Escher’s Ascending and Descending
The cover of Katabasis is not just a striking piece of design. It is a direct reinterpretation of Escher’s Ascending and Descending, the 1960 lithograph that shows figures endlessly climbing and descending an impossible staircase. Two lines of robed figures move in opposite directions, each convinced they are traveling upward or downward, yet neither going anywhere at all. It is a paradox rendered in stone and perspective, a loop without exit. The image has become one of Escher’s most recognizable works, standing as a symbol of his fascination with infinity, illusion, and the strange places where logic fails.

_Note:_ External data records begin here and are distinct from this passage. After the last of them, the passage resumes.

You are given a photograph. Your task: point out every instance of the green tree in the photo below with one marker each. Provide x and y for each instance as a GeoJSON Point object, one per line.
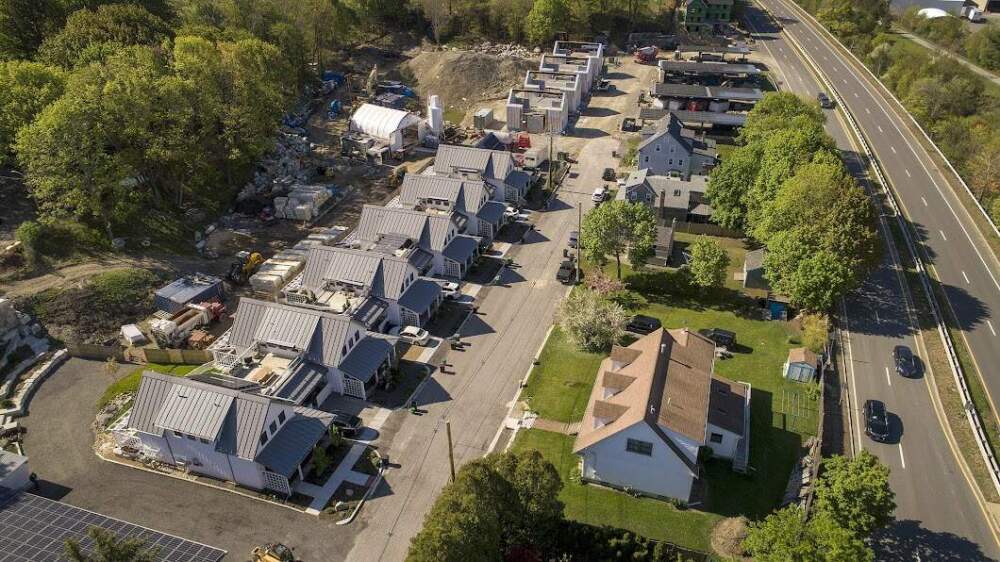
{"type": "Point", "coordinates": [545, 18]}
{"type": "Point", "coordinates": [24, 24]}
{"type": "Point", "coordinates": [107, 547]}
{"type": "Point", "coordinates": [25, 89]}
{"type": "Point", "coordinates": [619, 228]}
{"type": "Point", "coordinates": [93, 35]}
{"type": "Point", "coordinates": [591, 322]}
{"type": "Point", "coordinates": [709, 263]}
{"type": "Point", "coordinates": [855, 493]}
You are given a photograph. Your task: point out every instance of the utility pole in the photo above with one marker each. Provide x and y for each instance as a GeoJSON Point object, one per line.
{"type": "Point", "coordinates": [451, 451]}
{"type": "Point", "coordinates": [579, 237]}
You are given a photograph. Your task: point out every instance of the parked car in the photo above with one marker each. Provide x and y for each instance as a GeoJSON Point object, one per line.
{"type": "Point", "coordinates": [411, 334]}
{"type": "Point", "coordinates": [722, 338]}
{"type": "Point", "coordinates": [567, 272]}
{"type": "Point", "coordinates": [906, 363]}
{"type": "Point", "coordinates": [348, 424]}
{"type": "Point", "coordinates": [876, 420]}
{"type": "Point", "coordinates": [641, 324]}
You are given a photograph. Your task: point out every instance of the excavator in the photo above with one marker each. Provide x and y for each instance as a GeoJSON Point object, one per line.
{"type": "Point", "coordinates": [272, 552]}
{"type": "Point", "coordinates": [245, 265]}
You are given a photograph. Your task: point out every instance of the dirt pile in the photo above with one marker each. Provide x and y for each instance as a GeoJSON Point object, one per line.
{"type": "Point", "coordinates": [465, 78]}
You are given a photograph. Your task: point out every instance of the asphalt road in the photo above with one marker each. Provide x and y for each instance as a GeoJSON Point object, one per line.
{"type": "Point", "coordinates": [940, 525]}
{"type": "Point", "coordinates": [960, 255]}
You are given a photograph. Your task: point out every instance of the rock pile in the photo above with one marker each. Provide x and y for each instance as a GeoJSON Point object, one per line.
{"type": "Point", "coordinates": [283, 167]}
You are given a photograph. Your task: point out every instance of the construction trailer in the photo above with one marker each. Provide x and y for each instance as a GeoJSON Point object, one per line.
{"type": "Point", "coordinates": [567, 82]}
{"type": "Point", "coordinates": [537, 111]}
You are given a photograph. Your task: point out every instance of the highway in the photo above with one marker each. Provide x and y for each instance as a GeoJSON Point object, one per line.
{"type": "Point", "coordinates": [957, 251]}
{"type": "Point", "coordinates": [939, 517]}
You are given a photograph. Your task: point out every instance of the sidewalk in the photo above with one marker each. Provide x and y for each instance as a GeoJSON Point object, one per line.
{"type": "Point", "coordinates": [937, 48]}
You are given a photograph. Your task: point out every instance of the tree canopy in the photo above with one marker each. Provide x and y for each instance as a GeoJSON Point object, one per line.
{"type": "Point", "coordinates": [619, 228]}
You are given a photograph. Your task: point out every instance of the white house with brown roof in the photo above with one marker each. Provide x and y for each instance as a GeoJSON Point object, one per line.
{"type": "Point", "coordinates": [654, 404]}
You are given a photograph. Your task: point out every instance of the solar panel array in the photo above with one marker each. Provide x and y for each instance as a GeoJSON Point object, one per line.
{"type": "Point", "coordinates": [35, 529]}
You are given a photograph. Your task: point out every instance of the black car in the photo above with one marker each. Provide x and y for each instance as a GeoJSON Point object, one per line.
{"type": "Point", "coordinates": [640, 324]}
{"type": "Point", "coordinates": [567, 272]}
{"type": "Point", "coordinates": [348, 424]}
{"type": "Point", "coordinates": [722, 338]}
{"type": "Point", "coordinates": [906, 363]}
{"type": "Point", "coordinates": [876, 420]}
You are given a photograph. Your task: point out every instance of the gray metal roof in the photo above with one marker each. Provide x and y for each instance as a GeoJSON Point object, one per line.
{"type": "Point", "coordinates": [492, 212]}
{"type": "Point", "coordinates": [492, 164]}
{"type": "Point", "coordinates": [707, 92]}
{"type": "Point", "coordinates": [240, 424]}
{"type": "Point", "coordinates": [364, 360]}
{"type": "Point", "coordinates": [707, 68]}
{"type": "Point", "coordinates": [305, 379]}
{"type": "Point", "coordinates": [429, 231]}
{"type": "Point", "coordinates": [466, 195]}
{"type": "Point", "coordinates": [383, 274]}
{"type": "Point", "coordinates": [294, 441]}
{"type": "Point", "coordinates": [321, 335]}
{"type": "Point", "coordinates": [461, 248]}
{"type": "Point", "coordinates": [420, 296]}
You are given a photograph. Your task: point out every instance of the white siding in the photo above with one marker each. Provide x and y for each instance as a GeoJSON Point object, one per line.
{"type": "Point", "coordinates": [662, 473]}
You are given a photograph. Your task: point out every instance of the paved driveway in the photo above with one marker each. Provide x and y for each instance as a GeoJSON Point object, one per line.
{"type": "Point", "coordinates": [59, 448]}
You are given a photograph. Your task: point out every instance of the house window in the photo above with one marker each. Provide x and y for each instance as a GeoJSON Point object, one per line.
{"type": "Point", "coordinates": [639, 447]}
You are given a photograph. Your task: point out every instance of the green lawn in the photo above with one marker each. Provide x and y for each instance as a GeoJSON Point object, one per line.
{"type": "Point", "coordinates": [601, 506]}
{"type": "Point", "coordinates": [560, 384]}
{"type": "Point", "coordinates": [130, 382]}
{"type": "Point", "coordinates": [783, 414]}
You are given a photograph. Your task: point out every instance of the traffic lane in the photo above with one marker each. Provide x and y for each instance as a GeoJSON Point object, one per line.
{"type": "Point", "coordinates": [972, 289]}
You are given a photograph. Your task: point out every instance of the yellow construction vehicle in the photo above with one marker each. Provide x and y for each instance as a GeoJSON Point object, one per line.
{"type": "Point", "coordinates": [245, 265]}
{"type": "Point", "coordinates": [272, 552]}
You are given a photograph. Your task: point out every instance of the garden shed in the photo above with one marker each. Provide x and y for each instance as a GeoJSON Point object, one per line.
{"type": "Point", "coordinates": [800, 365]}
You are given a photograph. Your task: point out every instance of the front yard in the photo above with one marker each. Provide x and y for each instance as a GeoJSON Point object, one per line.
{"type": "Point", "coordinates": [783, 413]}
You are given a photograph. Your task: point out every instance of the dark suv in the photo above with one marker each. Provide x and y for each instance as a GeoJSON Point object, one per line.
{"type": "Point", "coordinates": [876, 421]}
{"type": "Point", "coordinates": [640, 324]}
{"type": "Point", "coordinates": [906, 363]}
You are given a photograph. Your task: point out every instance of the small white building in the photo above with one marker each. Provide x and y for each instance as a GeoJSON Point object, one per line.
{"type": "Point", "coordinates": [654, 404]}
{"type": "Point", "coordinates": [393, 128]}
{"type": "Point", "coordinates": [800, 365]}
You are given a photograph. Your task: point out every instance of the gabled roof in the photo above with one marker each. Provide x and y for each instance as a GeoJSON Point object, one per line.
{"type": "Point", "coordinates": [237, 424]}
{"type": "Point", "coordinates": [466, 195]}
{"type": "Point", "coordinates": [663, 379]}
{"type": "Point", "coordinates": [383, 274]}
{"type": "Point", "coordinates": [491, 164]}
{"type": "Point", "coordinates": [321, 335]}
{"type": "Point", "coordinates": [429, 231]}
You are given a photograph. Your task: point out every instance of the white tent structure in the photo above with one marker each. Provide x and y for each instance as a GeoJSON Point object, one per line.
{"type": "Point", "coordinates": [394, 128]}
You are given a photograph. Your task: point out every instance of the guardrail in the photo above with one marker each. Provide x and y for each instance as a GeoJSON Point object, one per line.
{"type": "Point", "coordinates": [972, 415]}
{"type": "Point", "coordinates": [889, 95]}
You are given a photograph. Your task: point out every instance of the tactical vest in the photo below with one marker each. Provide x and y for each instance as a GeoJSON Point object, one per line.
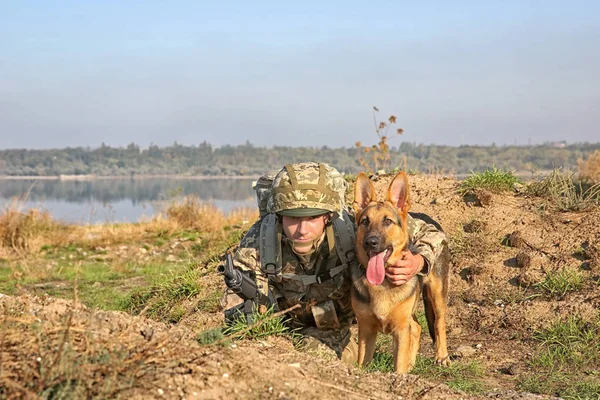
{"type": "Point", "coordinates": [340, 235]}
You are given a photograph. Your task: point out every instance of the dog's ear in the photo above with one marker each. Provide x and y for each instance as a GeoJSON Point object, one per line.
{"type": "Point", "coordinates": [364, 192]}
{"type": "Point", "coordinates": [398, 192]}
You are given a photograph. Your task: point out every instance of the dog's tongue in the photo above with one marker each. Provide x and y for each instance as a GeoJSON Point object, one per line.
{"type": "Point", "coordinates": [376, 269]}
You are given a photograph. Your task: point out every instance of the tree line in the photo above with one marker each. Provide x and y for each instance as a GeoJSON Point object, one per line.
{"type": "Point", "coordinates": [250, 160]}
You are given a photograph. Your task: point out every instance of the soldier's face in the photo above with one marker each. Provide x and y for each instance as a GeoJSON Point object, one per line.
{"type": "Point", "coordinates": [304, 230]}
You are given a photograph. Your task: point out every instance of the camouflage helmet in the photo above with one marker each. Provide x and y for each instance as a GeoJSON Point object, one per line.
{"type": "Point", "coordinates": [307, 189]}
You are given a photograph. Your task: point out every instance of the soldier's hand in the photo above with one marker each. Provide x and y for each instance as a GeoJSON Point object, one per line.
{"type": "Point", "coordinates": [405, 268]}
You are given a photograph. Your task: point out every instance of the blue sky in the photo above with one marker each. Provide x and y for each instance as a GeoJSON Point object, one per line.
{"type": "Point", "coordinates": [79, 73]}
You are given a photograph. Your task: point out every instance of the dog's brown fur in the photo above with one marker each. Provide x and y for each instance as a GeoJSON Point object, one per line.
{"type": "Point", "coordinates": [387, 308]}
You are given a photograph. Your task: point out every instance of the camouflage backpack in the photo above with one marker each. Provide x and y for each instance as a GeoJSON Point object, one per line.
{"type": "Point", "coordinates": [303, 186]}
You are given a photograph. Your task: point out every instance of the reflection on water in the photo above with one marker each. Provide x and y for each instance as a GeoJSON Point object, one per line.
{"type": "Point", "coordinates": [122, 200]}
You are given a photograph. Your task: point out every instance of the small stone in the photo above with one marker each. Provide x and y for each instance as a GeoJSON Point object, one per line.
{"type": "Point", "coordinates": [464, 351]}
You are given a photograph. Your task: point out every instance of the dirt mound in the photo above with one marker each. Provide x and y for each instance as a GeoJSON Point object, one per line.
{"type": "Point", "coordinates": [502, 245]}
{"type": "Point", "coordinates": [56, 347]}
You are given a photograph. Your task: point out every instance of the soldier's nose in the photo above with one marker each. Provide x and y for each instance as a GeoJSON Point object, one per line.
{"type": "Point", "coordinates": [371, 243]}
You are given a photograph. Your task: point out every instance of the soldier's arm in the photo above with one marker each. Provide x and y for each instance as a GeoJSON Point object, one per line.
{"type": "Point", "coordinates": [427, 240]}
{"type": "Point", "coordinates": [246, 256]}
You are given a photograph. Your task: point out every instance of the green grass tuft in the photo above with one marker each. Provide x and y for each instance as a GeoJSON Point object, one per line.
{"type": "Point", "coordinates": [264, 325]}
{"type": "Point", "coordinates": [560, 190]}
{"type": "Point", "coordinates": [493, 180]}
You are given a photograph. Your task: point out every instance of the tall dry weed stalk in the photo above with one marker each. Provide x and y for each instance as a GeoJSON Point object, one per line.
{"type": "Point", "coordinates": [192, 213]}
{"type": "Point", "coordinates": [589, 170]}
{"type": "Point", "coordinates": [379, 153]}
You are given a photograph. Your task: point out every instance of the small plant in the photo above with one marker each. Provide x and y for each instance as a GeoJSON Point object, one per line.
{"type": "Point", "coordinates": [566, 361]}
{"type": "Point", "coordinates": [493, 180]}
{"type": "Point", "coordinates": [266, 324]}
{"type": "Point", "coordinates": [559, 283]}
{"type": "Point", "coordinates": [380, 153]}
{"type": "Point", "coordinates": [561, 191]}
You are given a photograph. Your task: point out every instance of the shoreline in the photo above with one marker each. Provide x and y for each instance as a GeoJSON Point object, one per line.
{"type": "Point", "coordinates": [120, 177]}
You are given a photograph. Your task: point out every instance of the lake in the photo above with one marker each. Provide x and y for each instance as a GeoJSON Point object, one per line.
{"type": "Point", "coordinates": [121, 200]}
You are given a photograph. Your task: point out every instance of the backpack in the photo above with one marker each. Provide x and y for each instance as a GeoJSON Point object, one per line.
{"type": "Point", "coordinates": [340, 234]}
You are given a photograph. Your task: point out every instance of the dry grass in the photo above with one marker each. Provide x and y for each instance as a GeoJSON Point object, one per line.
{"type": "Point", "coordinates": [589, 170]}
{"type": "Point", "coordinates": [26, 231]}
{"type": "Point", "coordinates": [561, 191]}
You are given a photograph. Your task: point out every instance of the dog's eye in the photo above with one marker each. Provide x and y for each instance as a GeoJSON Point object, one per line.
{"type": "Point", "coordinates": [387, 221]}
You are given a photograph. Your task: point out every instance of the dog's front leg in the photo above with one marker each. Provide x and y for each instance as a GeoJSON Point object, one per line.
{"type": "Point", "coordinates": [402, 341]}
{"type": "Point", "coordinates": [367, 337]}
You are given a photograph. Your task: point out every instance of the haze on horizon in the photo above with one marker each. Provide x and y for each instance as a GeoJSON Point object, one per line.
{"type": "Point", "coordinates": [298, 74]}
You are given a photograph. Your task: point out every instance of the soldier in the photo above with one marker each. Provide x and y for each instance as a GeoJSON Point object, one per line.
{"type": "Point", "coordinates": [301, 250]}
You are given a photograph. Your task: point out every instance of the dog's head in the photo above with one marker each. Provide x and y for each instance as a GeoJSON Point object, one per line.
{"type": "Point", "coordinates": [382, 232]}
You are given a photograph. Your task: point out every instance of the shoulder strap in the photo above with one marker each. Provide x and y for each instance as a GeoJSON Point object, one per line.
{"type": "Point", "coordinates": [270, 245]}
{"type": "Point", "coordinates": [343, 229]}
{"type": "Point", "coordinates": [270, 248]}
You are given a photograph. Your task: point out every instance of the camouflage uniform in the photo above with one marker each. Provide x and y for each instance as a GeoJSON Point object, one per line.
{"type": "Point", "coordinates": [287, 286]}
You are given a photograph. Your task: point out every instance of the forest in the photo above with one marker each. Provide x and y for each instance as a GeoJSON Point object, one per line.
{"type": "Point", "coordinates": [249, 160]}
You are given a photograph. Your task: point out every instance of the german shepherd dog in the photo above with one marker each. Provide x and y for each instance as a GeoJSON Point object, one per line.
{"type": "Point", "coordinates": [379, 306]}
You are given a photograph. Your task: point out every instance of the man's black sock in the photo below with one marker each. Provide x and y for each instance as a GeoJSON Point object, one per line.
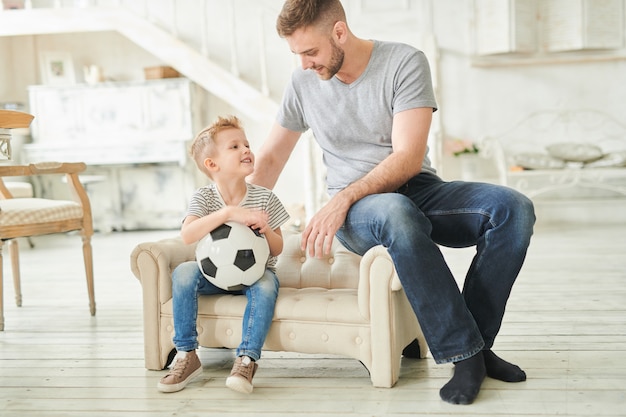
{"type": "Point", "coordinates": [465, 384]}
{"type": "Point", "coordinates": [502, 370]}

Escher’s Role in Katabasis
Within Katabasis, Escher is more than a reference point. Kuang credits him with the invention of “visual paradoxes,” a field of thought that magicians in her fictional world attempt to use for their spells. His art becomes not just metaphor but literal foundation, a way of bending perception until the impossible becomes real. In this light, Ascending and Descending is more than a clever cover choice. It is a symbol of the entire novel’s architecture: a world where students climb relentlessly, trapped in rituals of ambition and competition, unsure if they are rising or falling, saved or damned.
So who was Escher, really?
Born in the Netherlands in 1898, Maurits Cornelis Escher was not a mathematician, though mathematicians later embraced him. He trained as a graphic artist, producing woodcuts, lithographs, and mezzotints that explored symmetry, tessellation, and impossible structures. What made him unique was his ability to take abstract concepts and give them visual weight. His staircases, waterfalls, and interlocking creatures do not simply trick the eye. They ask questions about the nature of perception itself. Can infinity be seen? Can order and chaos exist together? Is logic as stable as it seems? For Escher, these were not academic puzzles but living paradoxes, shaped in ink and stone.
It makes sense, then, that Kuang would bring him into her infernal satire of academia. A story about students lost in endless cycles finds its perfect emblem in Escher’s staircase. The figures on Ascending and Descending walk forever, convinced they are moving, while in truth they are only circling. In Katabasis, Alice and Peter march through hell with similar futility, chasing salvation while bound to the structures that trap them. By drawing Escher into the novel, Kuang reminds us that paradox is not just visual play. It is a way of seeing the world, a recognition that sometimes our greatest efforts lead us back to the start.